Late last month, a U.N. report highlighted some serious health problems plaguing people in northern Somalia in the Horn of Africa. The problems came to light in early January after a massive tsunami from Asia brought to shore broken hazardous waste containers, which may have been dumped off the coast of Somalia for more than a decade. Allegations of waste dumping by European companies have existed for years.
The tsunami that hit the coast of Somalia in late December did more than level villages and kill hundreds of people. It also churned up a secret that some must have hoped would remain forever buried at sea.
Nick Nuttall of the U.N. Environment Program in Nairobi explains that as the wave receded, residents living along Somalia's northern coast noticed dozens of rusting steel drums, barrels, and other containers deposited on their beaches.
Smashed open by the force of the wave, Mr. Nuttal says the containers exposed a frightening activity that has been going on for more than a decade.
"Somalia has been used as a dumping ground for hazardous waste starting about the early 1990s and continuing through the civil war there,” he noted. “European companies found it to be very cheap to get rid of waste there, costing as little as $2.50 a ton where disposal costs in Europe are something like $250 a ton. And the waste is many different kinds. There is uranium radioactive waste. There is leads. There is heavy metals like cadmium and mercury. There is industrial waste and there is hospital wastes, chemical wastes. You name it," said Mr. Nuttal.
Since the containers came ashore, hundreds of local people have fallen ill, suffering from mouth and abdominal bleeding, skin infections, and other ailments.
A senior scientist with Greenpeace Research Laboratories in Great Britain, David Santillo, says while it would be difficult to prove that exposure to industrial waste is the sole cause of such health problems, he believes there is a link.
"It could well be that some of those health effects are a result of exposure to radioactive material and in that case, for some people, regrettably, the prognosis could be very devastating,” he explained. “There could be people who simply would not recover."

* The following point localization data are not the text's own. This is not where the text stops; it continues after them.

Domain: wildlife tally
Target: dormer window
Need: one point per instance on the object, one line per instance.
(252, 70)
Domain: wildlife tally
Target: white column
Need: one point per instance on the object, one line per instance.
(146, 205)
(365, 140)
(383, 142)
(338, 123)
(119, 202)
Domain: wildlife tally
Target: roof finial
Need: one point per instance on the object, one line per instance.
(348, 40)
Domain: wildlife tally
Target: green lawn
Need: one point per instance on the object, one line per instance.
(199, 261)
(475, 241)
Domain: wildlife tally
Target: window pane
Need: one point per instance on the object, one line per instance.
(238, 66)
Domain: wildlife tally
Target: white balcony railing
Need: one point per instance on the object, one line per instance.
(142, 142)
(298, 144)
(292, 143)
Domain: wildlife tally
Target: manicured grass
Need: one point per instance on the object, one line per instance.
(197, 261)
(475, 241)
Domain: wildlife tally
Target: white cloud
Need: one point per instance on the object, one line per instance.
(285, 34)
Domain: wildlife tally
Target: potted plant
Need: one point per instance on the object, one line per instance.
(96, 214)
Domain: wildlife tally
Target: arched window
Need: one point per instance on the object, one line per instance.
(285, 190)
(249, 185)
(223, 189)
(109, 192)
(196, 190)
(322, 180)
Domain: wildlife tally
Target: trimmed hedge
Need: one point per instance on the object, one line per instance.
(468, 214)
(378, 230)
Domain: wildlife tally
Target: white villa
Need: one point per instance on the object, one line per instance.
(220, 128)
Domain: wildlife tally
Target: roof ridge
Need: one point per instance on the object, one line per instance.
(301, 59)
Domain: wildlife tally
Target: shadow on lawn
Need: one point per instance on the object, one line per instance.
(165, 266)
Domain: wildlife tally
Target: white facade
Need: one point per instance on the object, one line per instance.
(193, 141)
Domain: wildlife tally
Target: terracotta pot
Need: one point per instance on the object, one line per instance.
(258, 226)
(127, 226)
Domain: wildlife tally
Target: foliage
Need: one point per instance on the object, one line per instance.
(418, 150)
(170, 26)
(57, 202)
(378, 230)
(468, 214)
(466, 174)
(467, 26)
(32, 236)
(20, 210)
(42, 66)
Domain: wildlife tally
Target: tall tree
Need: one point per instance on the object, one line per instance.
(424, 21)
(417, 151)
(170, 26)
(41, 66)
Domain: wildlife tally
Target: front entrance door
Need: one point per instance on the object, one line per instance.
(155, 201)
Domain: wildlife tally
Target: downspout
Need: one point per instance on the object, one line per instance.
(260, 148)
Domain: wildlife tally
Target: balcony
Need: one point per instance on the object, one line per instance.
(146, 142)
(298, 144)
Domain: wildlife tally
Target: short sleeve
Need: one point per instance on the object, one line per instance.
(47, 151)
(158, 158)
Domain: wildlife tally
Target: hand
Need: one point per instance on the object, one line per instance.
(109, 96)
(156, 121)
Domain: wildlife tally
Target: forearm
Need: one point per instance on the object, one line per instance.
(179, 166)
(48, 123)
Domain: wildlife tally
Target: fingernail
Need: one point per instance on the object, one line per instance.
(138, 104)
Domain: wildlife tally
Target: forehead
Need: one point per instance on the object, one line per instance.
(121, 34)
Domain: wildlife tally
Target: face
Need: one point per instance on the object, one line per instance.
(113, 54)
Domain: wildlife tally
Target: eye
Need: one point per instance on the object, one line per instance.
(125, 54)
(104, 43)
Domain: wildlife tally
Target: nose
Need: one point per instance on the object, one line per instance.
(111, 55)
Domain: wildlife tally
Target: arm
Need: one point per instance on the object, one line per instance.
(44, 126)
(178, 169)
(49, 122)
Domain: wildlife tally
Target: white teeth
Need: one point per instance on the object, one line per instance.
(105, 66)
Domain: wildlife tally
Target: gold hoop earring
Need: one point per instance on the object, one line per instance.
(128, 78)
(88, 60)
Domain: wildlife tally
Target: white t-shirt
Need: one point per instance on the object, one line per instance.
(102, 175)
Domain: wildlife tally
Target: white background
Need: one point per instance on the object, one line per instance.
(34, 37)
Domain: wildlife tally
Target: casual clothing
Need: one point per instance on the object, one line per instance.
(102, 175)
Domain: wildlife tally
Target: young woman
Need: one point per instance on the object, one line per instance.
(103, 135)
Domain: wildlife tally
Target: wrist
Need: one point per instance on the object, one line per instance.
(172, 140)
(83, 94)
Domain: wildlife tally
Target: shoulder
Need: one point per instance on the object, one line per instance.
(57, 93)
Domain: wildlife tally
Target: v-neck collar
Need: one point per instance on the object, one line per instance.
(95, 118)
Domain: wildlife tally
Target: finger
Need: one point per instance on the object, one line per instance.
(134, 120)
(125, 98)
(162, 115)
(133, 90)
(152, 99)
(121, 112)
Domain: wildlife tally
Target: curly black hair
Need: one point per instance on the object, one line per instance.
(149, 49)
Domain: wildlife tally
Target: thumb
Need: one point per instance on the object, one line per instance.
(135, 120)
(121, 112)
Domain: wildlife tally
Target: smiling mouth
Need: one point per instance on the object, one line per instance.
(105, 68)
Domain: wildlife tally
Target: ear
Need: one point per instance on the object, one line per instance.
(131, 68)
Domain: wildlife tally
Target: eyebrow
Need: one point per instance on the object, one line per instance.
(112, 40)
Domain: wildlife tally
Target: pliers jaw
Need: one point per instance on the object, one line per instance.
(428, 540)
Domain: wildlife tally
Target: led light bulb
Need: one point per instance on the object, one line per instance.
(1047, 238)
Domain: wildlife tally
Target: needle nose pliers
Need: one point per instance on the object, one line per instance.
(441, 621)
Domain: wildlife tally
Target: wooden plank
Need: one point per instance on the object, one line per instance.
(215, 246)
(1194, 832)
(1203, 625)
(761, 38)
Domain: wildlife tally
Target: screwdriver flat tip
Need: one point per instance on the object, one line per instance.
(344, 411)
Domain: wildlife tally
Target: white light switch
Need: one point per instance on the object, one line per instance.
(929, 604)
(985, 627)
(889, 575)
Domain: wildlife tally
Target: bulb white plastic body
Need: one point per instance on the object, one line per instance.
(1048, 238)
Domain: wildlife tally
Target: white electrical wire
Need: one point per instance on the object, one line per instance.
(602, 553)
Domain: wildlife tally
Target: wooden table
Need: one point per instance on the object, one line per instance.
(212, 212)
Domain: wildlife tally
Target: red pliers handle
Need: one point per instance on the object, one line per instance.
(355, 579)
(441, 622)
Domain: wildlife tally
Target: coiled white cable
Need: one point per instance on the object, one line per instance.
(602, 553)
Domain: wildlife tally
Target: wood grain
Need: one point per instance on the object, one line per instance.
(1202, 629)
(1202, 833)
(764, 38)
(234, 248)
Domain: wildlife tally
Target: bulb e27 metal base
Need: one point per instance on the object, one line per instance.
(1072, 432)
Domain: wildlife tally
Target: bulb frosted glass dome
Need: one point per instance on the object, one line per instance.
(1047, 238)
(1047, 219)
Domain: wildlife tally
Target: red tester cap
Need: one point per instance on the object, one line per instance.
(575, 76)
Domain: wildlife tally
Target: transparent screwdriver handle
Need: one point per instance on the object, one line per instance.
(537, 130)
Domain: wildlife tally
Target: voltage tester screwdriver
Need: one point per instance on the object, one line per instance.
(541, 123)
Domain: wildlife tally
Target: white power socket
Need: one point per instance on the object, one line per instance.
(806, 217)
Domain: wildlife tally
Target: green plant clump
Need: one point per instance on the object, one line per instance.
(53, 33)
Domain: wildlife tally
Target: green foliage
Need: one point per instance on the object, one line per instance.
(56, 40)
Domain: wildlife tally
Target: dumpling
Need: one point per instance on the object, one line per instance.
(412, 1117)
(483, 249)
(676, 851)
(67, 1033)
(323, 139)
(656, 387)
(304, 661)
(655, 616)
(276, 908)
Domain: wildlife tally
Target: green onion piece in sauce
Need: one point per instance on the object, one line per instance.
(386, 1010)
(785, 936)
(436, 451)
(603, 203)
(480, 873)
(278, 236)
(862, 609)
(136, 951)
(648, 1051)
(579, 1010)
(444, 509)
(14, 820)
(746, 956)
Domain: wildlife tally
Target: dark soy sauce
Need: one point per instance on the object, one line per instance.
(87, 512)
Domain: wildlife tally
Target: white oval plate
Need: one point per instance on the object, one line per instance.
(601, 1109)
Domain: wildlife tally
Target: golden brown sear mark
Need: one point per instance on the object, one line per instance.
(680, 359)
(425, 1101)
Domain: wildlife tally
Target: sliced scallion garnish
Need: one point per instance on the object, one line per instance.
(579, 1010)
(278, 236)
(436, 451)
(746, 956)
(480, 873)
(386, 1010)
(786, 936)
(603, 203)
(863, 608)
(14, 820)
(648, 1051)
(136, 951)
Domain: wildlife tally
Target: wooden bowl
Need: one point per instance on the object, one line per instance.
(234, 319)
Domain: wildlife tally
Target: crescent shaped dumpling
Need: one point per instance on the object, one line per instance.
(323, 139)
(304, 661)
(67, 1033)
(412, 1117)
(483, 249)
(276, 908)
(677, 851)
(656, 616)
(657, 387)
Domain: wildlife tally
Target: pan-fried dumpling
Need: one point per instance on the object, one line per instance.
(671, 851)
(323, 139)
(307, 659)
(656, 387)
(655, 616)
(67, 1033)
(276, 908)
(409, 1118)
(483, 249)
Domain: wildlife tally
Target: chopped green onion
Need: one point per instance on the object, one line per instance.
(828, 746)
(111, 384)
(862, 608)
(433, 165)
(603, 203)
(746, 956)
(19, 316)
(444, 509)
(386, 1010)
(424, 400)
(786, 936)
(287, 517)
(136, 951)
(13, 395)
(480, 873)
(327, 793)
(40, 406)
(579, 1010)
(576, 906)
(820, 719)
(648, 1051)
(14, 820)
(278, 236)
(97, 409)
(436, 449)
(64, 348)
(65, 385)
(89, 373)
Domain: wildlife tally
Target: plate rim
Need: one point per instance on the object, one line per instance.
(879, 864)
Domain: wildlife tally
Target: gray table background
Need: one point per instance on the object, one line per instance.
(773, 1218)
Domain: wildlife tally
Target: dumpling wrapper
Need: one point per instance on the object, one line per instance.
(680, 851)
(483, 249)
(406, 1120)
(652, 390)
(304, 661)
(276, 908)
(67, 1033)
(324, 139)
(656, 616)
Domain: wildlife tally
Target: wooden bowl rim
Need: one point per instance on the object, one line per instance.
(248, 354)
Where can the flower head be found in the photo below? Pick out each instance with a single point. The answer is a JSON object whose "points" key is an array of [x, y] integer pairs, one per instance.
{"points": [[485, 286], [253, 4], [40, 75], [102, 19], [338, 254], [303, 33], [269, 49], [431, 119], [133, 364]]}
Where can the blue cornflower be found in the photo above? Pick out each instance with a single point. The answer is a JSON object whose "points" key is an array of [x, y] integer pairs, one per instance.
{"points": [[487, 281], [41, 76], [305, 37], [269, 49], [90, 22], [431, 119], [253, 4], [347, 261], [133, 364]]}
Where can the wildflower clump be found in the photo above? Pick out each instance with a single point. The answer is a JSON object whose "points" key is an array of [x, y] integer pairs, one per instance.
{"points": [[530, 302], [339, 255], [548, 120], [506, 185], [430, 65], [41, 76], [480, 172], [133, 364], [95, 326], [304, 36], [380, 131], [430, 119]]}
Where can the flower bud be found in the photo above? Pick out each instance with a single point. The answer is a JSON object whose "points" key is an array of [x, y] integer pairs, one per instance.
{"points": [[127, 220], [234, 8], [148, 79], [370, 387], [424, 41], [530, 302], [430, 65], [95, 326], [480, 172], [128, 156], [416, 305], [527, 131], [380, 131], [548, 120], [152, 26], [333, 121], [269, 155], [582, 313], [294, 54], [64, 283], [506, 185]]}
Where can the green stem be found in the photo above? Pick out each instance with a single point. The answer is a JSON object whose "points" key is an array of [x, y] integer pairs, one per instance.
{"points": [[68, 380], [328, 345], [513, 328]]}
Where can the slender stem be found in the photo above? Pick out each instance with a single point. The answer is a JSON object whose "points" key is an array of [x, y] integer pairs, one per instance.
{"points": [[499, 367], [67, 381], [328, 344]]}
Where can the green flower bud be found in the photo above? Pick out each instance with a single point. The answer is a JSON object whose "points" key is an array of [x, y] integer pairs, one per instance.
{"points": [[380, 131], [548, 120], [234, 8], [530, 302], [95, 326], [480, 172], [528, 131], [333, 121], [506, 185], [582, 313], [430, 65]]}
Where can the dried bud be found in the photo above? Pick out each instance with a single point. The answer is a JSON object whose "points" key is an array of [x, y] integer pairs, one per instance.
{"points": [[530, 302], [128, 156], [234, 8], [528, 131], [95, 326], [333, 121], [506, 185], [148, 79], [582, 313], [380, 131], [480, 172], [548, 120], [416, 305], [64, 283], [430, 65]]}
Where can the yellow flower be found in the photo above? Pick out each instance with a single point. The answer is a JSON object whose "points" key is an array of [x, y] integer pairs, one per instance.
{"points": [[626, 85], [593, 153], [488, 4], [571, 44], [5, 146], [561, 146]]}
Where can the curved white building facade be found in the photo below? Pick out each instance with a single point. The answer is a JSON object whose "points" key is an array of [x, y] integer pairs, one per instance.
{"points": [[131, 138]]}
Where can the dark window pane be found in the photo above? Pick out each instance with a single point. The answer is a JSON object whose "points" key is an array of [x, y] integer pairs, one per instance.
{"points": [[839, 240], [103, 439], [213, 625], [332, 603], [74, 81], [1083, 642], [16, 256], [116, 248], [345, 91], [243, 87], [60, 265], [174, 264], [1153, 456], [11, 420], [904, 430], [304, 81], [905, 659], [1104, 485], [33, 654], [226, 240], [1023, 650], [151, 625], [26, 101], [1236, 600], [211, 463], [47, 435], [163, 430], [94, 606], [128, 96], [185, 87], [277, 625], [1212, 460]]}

Warnings about a potential health and environmental disaster from illegal waste dumping began circulating as early as 1992, a year after a coalition of Somali warlords overthrew the government of dictator Mohammed Siad Barre and turned the country into a violent, lawless state.
At the time, a UNEP official in Nairobi, Mustafa Kamal Tolba, told reporters that he was convinced that European firms were dumping hazardous waste in Somalia because there was no government to stop such activities. But Mr. Tolba declined to name the companies.
A Brussels-based Somali environmental activist, Amina Mohammed, tells VOA that an Italian television journalist named Ilaria Alpi soon took up the investigation. But in 1994, Ms. Alpi and her cameraman were killed while traveling in Somalia.
Ms. Mohammed says she believes the journalist was assassinated.
"She was killed because there were many things that she discovered,” he explained. “There are Italian companies. There is the Mafia. There are Somali warlords. There is a whole range of people, dealers, and brokers involved in this task."
Ms. Mohammed says the journalist had been investigating allegations that Mafia-run companies in Italy were regularly transporting industrial waste to Somalia for dumping. The organized crime group is estimated to control about 30 percent of Italy's waste disposal companies, including those that deal with toxic waste.
Ms. Mohammed says Ms. Alpi discovered that much of the waste was being carried from Italy to its former colony aboard fishing vessels belonging to a company called the Somali High Sea Fishing Company.
"This company was owned by the Somali government and it is now in the hands of a manager who is also presently a member of parliament,” she added. “His name is Munye Said Omar. He is presently in Yemen and all the boats are in Yemen harbor."
Ms. Mohammed says the television journalist had evidence proving that the warlord was using some of the money generated from waste dumping to purchase arms to fuel the country's civil war.
In 1998, one of Italy's largest weekly magazines, Famiglia Cristiana, alleged that although most of the waste dumping took place after the start of the civil war in 1991, the activity actually began as early as 1989 under the former regime.
It is not known whether illegal dumping is still taking place in Somalia. The Bahrain-based, multi-national maritime force patrolling the waters off the Horn of Africa as part of a U.S.-led counter-terrorism effort, tells VOA that it has not observed any such activity in recent years.
Even so, Greenpeace scientist David Santillo says the tsunami disaster has shown that the dumping problem in Somalia deserves urgent, global attention.
"There is quite a lot that can be done, with the expertise, with the equipment that may not be available immediately to Somalia but would be available if there was a real international effort to survey the areas where this dumping is supposed to have happened and to try, as far as possible, to recover those materials, so that they are not a time bomb for the future," he noted.
Environmentalists say another urgent need is for a central government in Somalia, which can take responsibility for safeguarding its long coastline, but that may be years away.
In October, a transitional government for Somalia was cobbled together in neighboring Kenya. But its leaders have not been able to move to the Somali capital, Mogadishu, because of security threats.